Mi silencio literario a partir del cuento y de su proceso obedece seguramente a diversas razones. De las que mejor percibo puedo indicar primero el miedo que me sobrevino luego de mi propia sorpresa por la relación de los demás, no de todos, claro, sino de quienes llamaríamos “autoridades” o “poderes”. Yo era “asqueante”, el “extremo de la degradación” y desde mí parecían emanar la “perturbación tendenciosa y contumaz”, la “disolución de las instituciones republicanas”, etc. En una segunda razón podemos incluir cómodamente todas las formas de la impotencia literaria: el no saber qué decir o cómo decirlo, la repugnancia por mí mismo como escritor, el sentirme alternativamente por encima o por debajo de mis propios escritos, etc. Y una tercera razón, quizá la más poderosa, es que yo también, como Masotta, busqué abandonar la fraudulencia y pasar a la “seriedad”. Intimidado, traté de merituarme para lograr alguna institucionalidad y licitud. Me enclaustré para estudiar filosofía y terminar la carrera, pues yo debía recibirme y ser profesor. Este debía ser el lado oficial de mi vida, por el que me haría perdonar aquella “aberración”, aunque yo, astutamente, me reservaría un lado “destructivo”, no por la bobería de helarle la sangre a burgués alguno, sino para sacar de este último lado una máxima fuerza literaria. Me recibí e inicié mi carrera docente en la misma Facultad de Filosofía y Letras junto con mi mujer y compañera Marta Brarda. Y esto era también estadísticamente normal e incluso decoroso. Hasta que en setiembre de 1974 fui dejado cesante por razones políticas. Entonces volví a hacer literatura, con, entre otras, dos obras largas: una novela autobiográfica y un ensayo filosófico sobre Roberto Arlt.

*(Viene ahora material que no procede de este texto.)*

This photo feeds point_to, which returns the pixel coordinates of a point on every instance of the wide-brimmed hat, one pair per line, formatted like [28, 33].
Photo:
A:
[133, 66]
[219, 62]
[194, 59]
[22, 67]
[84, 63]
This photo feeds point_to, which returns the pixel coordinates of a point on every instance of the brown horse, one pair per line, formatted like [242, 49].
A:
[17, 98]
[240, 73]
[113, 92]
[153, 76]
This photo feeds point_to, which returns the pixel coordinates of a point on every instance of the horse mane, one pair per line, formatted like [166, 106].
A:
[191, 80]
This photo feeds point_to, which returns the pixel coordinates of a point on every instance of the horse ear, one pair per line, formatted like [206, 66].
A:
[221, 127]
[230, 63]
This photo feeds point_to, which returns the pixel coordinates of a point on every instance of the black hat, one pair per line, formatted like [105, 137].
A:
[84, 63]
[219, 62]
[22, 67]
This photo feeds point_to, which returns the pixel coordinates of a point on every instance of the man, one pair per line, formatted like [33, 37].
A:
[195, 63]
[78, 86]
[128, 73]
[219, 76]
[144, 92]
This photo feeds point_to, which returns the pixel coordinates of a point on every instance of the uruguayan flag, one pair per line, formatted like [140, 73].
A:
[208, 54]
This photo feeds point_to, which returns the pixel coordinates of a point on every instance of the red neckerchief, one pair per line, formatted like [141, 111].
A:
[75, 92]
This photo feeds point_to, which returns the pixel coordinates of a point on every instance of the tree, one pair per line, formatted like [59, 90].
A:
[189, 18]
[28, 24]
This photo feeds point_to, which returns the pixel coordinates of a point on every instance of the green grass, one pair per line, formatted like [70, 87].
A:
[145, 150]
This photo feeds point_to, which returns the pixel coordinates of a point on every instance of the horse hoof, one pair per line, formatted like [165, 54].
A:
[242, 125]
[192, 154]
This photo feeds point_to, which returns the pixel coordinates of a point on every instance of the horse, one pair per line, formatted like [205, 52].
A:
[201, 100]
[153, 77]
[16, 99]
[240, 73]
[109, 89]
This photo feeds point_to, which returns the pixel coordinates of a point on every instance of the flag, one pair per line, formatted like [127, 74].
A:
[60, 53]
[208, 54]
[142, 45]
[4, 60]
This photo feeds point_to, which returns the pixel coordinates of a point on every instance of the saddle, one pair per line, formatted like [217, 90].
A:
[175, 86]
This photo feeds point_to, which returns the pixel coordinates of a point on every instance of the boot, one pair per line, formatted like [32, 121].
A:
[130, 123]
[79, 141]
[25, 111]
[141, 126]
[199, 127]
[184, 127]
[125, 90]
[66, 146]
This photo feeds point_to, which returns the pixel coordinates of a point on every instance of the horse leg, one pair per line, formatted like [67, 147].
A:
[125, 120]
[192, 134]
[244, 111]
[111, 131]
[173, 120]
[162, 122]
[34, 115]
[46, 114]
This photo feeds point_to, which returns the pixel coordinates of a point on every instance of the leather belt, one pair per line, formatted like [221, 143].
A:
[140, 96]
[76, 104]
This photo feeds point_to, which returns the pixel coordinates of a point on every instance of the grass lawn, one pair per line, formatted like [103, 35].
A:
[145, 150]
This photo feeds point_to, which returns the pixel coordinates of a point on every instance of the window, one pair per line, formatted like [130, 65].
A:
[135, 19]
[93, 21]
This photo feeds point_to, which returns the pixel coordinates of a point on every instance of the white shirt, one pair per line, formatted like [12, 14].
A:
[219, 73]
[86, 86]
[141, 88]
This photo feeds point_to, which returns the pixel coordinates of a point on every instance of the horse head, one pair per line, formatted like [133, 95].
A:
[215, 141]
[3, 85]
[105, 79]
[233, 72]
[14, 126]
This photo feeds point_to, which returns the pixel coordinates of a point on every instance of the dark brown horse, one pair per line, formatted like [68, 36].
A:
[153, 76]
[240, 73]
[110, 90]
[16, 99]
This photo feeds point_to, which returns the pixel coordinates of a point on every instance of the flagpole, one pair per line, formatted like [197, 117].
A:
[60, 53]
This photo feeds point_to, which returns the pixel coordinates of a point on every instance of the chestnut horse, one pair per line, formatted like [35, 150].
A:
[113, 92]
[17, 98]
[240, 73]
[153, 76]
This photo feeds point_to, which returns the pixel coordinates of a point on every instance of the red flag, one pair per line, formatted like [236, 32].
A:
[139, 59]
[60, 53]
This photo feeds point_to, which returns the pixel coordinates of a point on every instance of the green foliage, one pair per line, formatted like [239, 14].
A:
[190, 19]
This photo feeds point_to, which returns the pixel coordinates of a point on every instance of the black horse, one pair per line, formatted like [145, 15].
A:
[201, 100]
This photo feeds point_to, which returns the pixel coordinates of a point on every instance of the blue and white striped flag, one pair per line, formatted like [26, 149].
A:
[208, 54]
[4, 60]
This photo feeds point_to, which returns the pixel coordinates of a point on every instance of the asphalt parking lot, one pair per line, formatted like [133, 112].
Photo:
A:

¿Cuál es el lugar específico que ocupa Roberto Arlt en sus preocupaciones?

Sigo buscando un modo de hurgar en o construir el sentido de su cultura –no diré “escritura” ni “literatura”– de la violencia y la prepotencia. Desde y por Arlt sabemos que hasta ahora no hay cultura argentina posible si no comienza ejerciéndose en el elemento de la violencia opresiva y la prepotencia. Y que toda respuesta a esa situación deberá fundar y practicar la cultura a través de la contraviolencia y la contraprepotencia. Contra los cultos que necesariamente nos violentan y los violentos que necesariamente nos cultivan, no seremos cultos de otro modo ni haremos otra cultura si no violentamos y prepotenciamos a nuestra vez. El dolorismo cósmico y el buen truco de tomar sobre sí los crímenes del hombre son el rezago que la violencia en forma de miseria tomó en Arlt y lo convirtieron en un hombre imposible y simultáneamente real, un hombre con quien no podríamos convivir un instante; y no solo un hombre imposible, sino el que debía cargar conscientemente (envenenadamente) con su imposibilidad. Puesto que mi novela Los reportajes de Félix Chaneton sería una muestra cualquiera de “cultura argentina”, debí acudir a Arlt, a quien nos divulgó que el secreto de la cultura yace en la violencia. Partiendo de Arlt busqué a Arlt mediante mi novela. Pero no se erige en Maestro a Arlt. Se aprende de él, sí, pero, además de esta receptividad, sólo se puede intentar ser Arlt, y aguantarse en el asco y frente a la muerte. Y para ser Arlt empecé por ser yo y a la vez otro que yo, otro yo que es un personaje de mi novela y a quien llamé Carrera. Porque Carrera soy yo; incluso dejé, en una ilusión de ser estudiado (atendido) por futuros descifradores, el muy fácil recíproco eco Carrera-Correas. Aunque igualmente Carrera es el yo peor que ya no podré ser, así como Chaneton –señorito que debía ser inicialmente repulsivo para terminar siendo no amado por vos, oyente o lector, sino aquel a quien habrías de acudir en tu momento de la desazón y la angustia– es el yo mejor que pude inventarme.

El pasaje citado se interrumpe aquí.